Presidential candidates Donald Trump and Bernie Sanders have both complained that voting and delegate selection rules in the various primary states are “rigged” or “corrupt” because they favor establishment candidates who know how to play by the complex rules. The two men are right in one regard: America operates under a crazy quilt of voting requirements, with each state making its own laws for different populations and with challenges to those laws whipping back and forth through the courts. But if the primaries have frustrated the candidates, try being a voter in November. In 17 states, voters will face restrictive new requirements for the first time on Election Day. Several states will now require various forms of identification. Georgia, Alabama, Arizona, and Kansas will even require proof of citizenship. Different forms of ID will be required in different states: Some will accept a bank statement or utility bill, others want to see a passport or birth certificate. Texas, notoriously, will accept a gun license but not a college ID card. If you don’t have the proper ID, different procedures apply. Some states require prospective voters to sign an affidavit attesting to their eligibility; others hold the ballot as provisional and only count it if the voter returns to the local election office with proof of eligibility.
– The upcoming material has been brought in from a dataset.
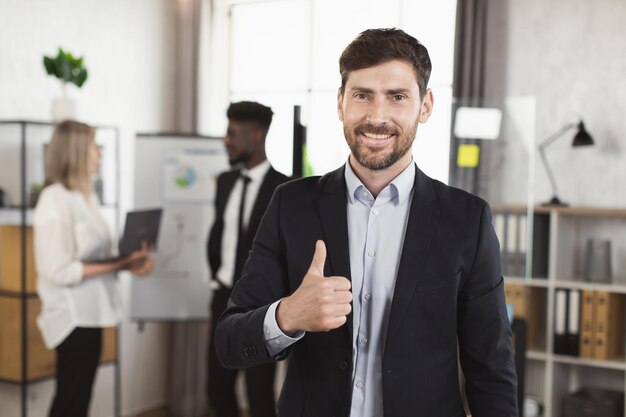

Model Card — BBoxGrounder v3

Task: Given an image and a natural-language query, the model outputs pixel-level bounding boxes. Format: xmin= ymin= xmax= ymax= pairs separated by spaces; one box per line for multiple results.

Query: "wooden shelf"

Then there are new rules for early voting, same-day registration, and mail-in ballots. Confused yet?
The country’s voter access laws may be a patchwork, but they aren’t random: Nine of the 12 states with the fastest-growing Hispanic populations have passed new restrictions since 2010. Seven of the 11 states with the highest African-American turnout in 2008 have new voting restrictions in place this year. Young voters are also facing new hurdles. In Kansas, thousands of newly registered voters are in limbo because of changing registration requirements, and 58 percent of them are between the ages of 18 and 29, according to court documents.
Fifteen of the 17 new restrictions were passed by state legislatures with Republican majorities. Most of the affected groups — minorities, first-time voters, the young, the poor — tend to vote Democratic. As Maxwell Smart used to say: Coincidence? I don’t think so.